“Un negozio non è solo un negozio”: presentata la prima valutazione di impatto sociale ed economico del progetto
192 attività finanziate, 7 nuove convenzioni firmate. Petruzzelli: “Nasce una nuova generazione di imprenditori civici”
Si è tenuta a Palazzo di Città, a Bari, la presentazione della ricerca “Valore in crescita. Gli impatti del bando Un negozio non è solo un negozio”, prima valutazione integrata di impatto sociale, economico e territoriale dell’omonimo bando comunale. La ricerca è stata curata da Letizia Carrera, docente di sociologia presso l’Università degli Studi di Bari e responsabile del laboratorio URBALAB.

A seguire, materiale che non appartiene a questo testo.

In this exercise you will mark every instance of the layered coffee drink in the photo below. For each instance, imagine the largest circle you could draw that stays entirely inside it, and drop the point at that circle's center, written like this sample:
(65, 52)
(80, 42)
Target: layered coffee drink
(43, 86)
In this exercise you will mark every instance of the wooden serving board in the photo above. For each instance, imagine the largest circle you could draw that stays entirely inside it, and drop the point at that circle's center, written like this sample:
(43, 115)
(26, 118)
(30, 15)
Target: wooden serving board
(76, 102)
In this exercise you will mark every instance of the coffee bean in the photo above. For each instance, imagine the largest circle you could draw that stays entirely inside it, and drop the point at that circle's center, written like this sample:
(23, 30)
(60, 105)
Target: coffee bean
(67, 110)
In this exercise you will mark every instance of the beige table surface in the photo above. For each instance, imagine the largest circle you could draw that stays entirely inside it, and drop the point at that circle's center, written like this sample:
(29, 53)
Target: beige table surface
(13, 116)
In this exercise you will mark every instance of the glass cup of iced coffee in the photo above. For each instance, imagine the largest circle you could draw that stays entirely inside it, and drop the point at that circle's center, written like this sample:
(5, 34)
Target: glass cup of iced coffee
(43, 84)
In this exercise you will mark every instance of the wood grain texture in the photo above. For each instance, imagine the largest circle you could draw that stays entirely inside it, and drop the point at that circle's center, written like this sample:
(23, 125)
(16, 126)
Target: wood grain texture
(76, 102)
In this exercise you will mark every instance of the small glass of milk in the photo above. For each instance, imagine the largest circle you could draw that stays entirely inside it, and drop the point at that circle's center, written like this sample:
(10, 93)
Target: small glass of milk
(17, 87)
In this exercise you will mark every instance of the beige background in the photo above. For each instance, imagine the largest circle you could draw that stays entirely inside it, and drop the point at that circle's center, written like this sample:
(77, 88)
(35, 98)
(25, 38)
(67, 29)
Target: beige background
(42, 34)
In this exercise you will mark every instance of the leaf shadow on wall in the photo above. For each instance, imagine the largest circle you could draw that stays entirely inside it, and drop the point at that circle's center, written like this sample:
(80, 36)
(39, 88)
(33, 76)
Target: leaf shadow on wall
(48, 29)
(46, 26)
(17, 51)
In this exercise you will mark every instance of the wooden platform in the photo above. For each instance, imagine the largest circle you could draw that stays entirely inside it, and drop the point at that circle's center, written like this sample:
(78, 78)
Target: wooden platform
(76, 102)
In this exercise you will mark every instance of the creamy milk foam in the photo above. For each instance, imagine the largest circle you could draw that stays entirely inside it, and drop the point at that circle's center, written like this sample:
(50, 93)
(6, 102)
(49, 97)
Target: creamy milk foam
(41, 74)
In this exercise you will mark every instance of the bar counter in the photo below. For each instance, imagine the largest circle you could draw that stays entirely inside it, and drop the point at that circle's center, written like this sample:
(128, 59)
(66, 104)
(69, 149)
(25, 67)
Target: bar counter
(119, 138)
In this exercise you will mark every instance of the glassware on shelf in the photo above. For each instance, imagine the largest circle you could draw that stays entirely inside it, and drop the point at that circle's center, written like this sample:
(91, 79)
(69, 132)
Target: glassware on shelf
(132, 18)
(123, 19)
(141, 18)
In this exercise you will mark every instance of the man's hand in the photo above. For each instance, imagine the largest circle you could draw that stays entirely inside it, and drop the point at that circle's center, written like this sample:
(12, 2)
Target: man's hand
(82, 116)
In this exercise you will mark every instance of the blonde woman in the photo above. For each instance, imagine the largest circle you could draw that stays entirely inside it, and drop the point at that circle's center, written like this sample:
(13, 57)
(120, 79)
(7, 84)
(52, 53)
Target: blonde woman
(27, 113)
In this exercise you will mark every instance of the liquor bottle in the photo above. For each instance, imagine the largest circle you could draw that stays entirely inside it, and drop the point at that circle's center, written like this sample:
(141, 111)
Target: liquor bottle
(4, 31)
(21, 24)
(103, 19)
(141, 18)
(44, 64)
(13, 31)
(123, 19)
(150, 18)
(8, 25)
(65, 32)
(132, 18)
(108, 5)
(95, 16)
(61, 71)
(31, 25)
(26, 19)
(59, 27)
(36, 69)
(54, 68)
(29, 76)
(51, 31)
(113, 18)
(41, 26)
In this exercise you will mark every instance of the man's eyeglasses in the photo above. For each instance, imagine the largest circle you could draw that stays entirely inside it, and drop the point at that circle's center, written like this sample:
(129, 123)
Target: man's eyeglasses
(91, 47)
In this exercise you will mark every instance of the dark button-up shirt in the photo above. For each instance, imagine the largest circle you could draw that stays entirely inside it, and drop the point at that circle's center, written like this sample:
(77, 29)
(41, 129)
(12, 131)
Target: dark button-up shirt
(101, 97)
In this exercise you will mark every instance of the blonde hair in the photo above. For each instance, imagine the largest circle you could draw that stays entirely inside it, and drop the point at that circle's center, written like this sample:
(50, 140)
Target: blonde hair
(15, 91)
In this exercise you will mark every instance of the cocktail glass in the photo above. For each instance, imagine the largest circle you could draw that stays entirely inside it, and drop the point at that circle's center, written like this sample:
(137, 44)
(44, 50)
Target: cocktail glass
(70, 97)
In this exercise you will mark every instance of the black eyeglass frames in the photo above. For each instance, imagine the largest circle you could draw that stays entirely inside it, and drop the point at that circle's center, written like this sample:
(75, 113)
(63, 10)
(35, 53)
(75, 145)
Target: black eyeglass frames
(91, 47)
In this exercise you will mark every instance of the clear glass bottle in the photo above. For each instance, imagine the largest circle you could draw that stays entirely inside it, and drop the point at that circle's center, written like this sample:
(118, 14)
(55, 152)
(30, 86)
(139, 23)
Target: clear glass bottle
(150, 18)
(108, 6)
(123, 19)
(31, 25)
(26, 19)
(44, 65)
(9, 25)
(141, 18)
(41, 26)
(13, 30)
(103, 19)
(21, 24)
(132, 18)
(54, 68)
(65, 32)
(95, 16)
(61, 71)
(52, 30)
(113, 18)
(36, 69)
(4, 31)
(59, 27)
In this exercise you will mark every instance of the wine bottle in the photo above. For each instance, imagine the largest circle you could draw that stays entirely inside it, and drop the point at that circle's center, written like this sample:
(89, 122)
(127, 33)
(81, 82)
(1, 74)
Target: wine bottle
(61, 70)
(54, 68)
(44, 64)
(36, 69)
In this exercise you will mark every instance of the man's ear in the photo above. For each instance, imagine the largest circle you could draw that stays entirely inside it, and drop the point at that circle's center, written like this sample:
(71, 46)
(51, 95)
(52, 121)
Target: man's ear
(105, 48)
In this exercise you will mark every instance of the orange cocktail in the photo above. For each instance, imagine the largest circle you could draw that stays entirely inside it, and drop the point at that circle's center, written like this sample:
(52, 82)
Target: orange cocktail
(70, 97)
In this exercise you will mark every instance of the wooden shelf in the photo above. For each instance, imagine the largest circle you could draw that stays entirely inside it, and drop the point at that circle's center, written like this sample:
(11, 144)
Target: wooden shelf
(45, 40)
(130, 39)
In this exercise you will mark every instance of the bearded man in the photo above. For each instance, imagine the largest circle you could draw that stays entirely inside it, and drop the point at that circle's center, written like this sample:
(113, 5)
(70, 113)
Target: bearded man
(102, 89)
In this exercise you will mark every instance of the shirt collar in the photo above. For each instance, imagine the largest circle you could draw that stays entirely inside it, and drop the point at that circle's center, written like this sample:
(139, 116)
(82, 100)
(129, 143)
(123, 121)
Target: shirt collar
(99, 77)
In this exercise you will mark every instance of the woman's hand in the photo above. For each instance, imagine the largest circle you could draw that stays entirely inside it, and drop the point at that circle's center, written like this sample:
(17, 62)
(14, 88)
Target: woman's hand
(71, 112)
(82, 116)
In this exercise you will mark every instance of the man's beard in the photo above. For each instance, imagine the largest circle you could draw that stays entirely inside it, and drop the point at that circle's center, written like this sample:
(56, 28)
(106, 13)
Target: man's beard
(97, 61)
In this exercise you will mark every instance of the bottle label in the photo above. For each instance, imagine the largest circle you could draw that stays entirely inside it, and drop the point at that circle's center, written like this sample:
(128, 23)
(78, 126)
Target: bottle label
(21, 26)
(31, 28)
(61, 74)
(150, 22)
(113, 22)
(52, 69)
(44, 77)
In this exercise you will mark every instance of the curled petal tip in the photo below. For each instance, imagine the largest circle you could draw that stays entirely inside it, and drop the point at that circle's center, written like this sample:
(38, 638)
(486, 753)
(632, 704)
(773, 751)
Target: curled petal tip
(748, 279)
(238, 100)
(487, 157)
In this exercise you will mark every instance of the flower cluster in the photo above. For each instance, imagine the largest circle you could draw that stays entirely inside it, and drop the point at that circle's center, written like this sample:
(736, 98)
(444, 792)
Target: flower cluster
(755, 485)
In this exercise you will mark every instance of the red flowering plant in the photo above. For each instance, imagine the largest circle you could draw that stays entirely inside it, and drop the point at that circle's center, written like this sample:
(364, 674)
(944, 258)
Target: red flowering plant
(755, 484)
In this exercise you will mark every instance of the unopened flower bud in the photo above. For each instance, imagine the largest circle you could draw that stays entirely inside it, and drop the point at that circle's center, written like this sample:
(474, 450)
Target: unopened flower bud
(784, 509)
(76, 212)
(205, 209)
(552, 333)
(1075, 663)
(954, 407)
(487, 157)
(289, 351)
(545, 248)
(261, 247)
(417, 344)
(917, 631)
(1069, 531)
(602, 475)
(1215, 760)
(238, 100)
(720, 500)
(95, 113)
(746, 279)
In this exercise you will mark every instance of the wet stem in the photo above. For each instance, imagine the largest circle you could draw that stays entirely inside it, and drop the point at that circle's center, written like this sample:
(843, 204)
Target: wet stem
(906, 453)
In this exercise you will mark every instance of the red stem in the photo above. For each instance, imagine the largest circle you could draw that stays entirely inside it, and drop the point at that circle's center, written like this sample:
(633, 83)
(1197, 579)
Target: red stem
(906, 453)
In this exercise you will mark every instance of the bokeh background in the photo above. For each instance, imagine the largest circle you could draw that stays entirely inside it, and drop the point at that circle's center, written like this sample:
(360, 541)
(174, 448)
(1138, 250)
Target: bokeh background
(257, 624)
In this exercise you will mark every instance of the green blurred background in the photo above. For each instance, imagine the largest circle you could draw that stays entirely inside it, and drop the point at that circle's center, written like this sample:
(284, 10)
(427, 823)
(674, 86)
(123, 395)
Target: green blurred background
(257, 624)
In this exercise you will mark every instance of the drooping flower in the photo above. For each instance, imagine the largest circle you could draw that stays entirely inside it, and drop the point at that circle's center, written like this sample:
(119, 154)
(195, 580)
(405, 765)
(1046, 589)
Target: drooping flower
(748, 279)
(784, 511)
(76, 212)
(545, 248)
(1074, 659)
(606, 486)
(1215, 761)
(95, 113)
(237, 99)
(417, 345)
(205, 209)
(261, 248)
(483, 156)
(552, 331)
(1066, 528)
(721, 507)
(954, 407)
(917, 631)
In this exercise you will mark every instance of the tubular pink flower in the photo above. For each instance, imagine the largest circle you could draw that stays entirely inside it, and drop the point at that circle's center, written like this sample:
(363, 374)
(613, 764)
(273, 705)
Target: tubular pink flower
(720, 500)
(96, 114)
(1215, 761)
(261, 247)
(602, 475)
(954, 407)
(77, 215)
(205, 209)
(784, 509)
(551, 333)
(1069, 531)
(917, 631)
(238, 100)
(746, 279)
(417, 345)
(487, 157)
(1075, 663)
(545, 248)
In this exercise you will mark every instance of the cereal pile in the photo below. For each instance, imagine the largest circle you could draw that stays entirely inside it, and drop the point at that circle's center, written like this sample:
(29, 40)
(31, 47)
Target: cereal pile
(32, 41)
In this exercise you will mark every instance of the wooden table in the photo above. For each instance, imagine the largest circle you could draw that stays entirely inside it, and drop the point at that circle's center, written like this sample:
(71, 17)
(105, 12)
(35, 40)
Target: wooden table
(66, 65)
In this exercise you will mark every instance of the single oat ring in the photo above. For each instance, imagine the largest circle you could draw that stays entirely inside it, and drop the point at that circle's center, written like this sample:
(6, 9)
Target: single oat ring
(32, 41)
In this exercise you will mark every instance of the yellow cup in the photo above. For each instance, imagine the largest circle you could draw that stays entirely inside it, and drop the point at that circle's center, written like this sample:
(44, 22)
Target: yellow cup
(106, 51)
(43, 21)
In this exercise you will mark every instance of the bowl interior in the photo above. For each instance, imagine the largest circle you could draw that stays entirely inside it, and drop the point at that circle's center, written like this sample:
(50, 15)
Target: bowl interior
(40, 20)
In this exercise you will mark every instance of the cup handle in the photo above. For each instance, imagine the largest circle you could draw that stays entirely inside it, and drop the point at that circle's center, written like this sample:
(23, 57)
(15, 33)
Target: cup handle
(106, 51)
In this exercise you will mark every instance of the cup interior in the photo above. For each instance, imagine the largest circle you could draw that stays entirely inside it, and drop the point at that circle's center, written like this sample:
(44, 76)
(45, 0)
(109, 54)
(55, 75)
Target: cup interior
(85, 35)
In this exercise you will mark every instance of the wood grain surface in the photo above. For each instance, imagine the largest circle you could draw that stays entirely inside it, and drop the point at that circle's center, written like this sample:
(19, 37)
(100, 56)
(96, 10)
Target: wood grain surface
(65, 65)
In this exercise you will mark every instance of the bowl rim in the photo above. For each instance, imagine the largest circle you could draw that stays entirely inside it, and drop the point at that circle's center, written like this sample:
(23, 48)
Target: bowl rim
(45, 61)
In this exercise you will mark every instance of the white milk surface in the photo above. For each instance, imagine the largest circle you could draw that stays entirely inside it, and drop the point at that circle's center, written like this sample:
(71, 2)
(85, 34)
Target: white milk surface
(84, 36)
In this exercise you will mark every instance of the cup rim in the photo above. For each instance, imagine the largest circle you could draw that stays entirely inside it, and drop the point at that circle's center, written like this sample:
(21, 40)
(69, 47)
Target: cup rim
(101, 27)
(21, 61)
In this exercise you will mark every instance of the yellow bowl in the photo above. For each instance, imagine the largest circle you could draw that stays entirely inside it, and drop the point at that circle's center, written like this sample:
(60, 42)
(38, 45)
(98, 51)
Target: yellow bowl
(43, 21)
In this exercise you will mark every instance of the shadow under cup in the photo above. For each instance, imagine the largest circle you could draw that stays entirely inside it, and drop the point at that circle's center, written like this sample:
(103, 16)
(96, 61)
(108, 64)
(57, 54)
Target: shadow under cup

Un’iniziativa voluta dall’Amministrazione comunale, che ha coinvolto 192 esercizi commerciali attraverso due edizioni del bando (2022/23 e 2023/24) e ha dato vita a un nuovo modello di sviluppo urbano fondato sul protagonismo dei negozi di prossimità.
I numeri dell’impatto
L’indagine, condotta con una metodologia mista (quantitativa e qualitativa), ha evidenziato risultati molto significativi:
- Incremento medio del fatturato percepito: 8,16 su 10
- Il 73% delle attività ha assunto nuovo personale
- Cofinanziamento privato attivato: circa 2 milioni di euro
- Contributi pubblici erogati: 8,25 milioni di euro
- I principali ambiti di investimento: innovazione, digitalizzazione, rifunzionalizzazione degli spazi
Un impatto sociale tangibile
Ogni attività ha realizzato azioni gratuite per la comunità, con un forte impatto sociale. In particolare:
- Educazione (88 progetti)
- Inclusione e welfare (71)
- Arte e cultura (54)
- Sostenibilità ambientale (49)
- Benessere e sport (41)
I principali destinatari: giovani, famiglie, bambini, anziani e persone con disabilità.
Dove si trovano i negozi finanziati
Il 62% degli esercizi finanziati si trova nei quartieri centrali (Murat, Carrassi, San Pasquale, Poggiofranco), ma non mancano interventi anche in zone periferiche come Fesca, Torre a Mare, Carbonara e Libertà. Il quartiere San Paolo è l’unico ancora privo di beneficiari, evidenziando un possibile gap da colmare con interventi mirati.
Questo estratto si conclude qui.